Wednesday, February 24, 2010

"Why are my sisters such good people and I'm such an asshole?"

That is the question my brother asked me when he found out I was going to Africa. I laughed out loud for a good 5 minutes, but then it got me wondering about the answer to that question. I thought about what my sister and I were doing when we were freshmen in college and it was not much different from what he is doing. He is an athlete that likes to have his fun and occasionally go to class. He is the carbon copy of me 3 years ago. He will do something great one day.

My favorite thing to think about is how much people have grown over the years. It is so much fun to be able to watch the growth of others and I have been lucky enough to have a lot of consist ant people in my life that I have seen grow. But even the ones that aren't in my life very long (like the multiple volleyball players I coach every summer), to growth is evident and beautiful.

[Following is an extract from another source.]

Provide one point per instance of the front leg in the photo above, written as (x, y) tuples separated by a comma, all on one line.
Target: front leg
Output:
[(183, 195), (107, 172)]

I'm at the age now where I can look back at my teenage years and finally admit to my parents how right they were- about everything. They were right about those boys and they were right about how only trouble comes after dark. They were right about the importance of grades and insignificance of popularity. They were right about the skimpy clothes and push up bras. I can't really think of anything they told me that was just flat out wrong, but out of everything they told me, the thing that stuck with me all of these years is their emphasis on individuality. I am almost positive they regret it now (especially my father), but from the day I was born I was taught to be opinionated, curious, and most of all myself, no matter what and they allowed me to grow.

I made a promise to myself before I got involved with campus ministries and bible studies and applied to seminary. I promised myself that no matter what I was told or what people said about me, I wouldn't change who I was. I knew that I would have a lot of views that would change and there would be small things about me that would mature and refine, but I wanted to stay who I was and that was really hard. It is not everyday you meet a devout Christian with bleach blond hair, tattoos, and piercings, but that's me. And on top of all of that, I am loud and I speak my mind. I am painting a picture that is clearly opposite of what the typical Godly woman looks like. And that is me.

That is the beauty of our God. He has made us individuals so that we can learn a little bit about Him from each person we encounter. If all of us Christian women were the same, we would learn nothing. From the quiet, reserved woman we learn submission and from the outspoken, opinionated woman we learn passion. We need both of these things and both of these women in our world.

I went to Jackson for my RTS interview this past weekend. I was pretty scared because I knew that some people would have an issue with who I was and the way I presented myself, I was just hoping that they could see the good in all of that and most of all see that I have a heart for God. I was afraid everyone there would be a weirdo with no social skills and I was afraid that they would expect me to be the same way. I was terrified that I would have to change who I was to attend that school and I was not willing to do that. I, once again, made the promise to myself that I would not change. It worked. I was myself the entire time. I did not hide anything about my past, I was honest about my beliefs, and they loved it. The man that interviewed me told me I had a rare spunk and an extremely rare confidence in who I was that most Christian women struggle with. He laughed at my jokes and thought it was cool that I had a nose ring. He liked my tattoo and he liked that I laughed a little too loud. I was officially admitted to the Marriage and Family Counseling program less than 30 minutes after my interview. The director of admissions has been there for 15 years and has never seen anyone accepted that quickly. I was the first person admitted into the RTS class of 2012.

I take no credit for all of this. I have to give it all to the Holy Spirit because he made Himself known through me and it had nothing to do with me or anything I have ever done. How cool is it to think that he made himself so evident in me that they admitted me right away? To think that they saw Him so clearly that they didn't see the tattoos or the hair or the piercings. They saw God's light.

So, I will officially be attending Reformed Theological Seminary in the fall and I am so blessed to have this opportunity. I cannot wait to be challenged and challenge others. I am ready to go and show them a completely different type of Godly woman. I am ready to go and glorify my Father the best way I can.

"No two men are just alike. Every new life is a new thing under the sun; there has never been anything just like it before, never will be again. A young man ought to get that idea about himself; he should look for the single spark of individuality that makes him different from other folks, and develop that for all he is worth. Society and schools may try to iron it out of him; their tendency is to put it all in the same mold, but I say don’t let that spark be lost; it is your only real claim to importance.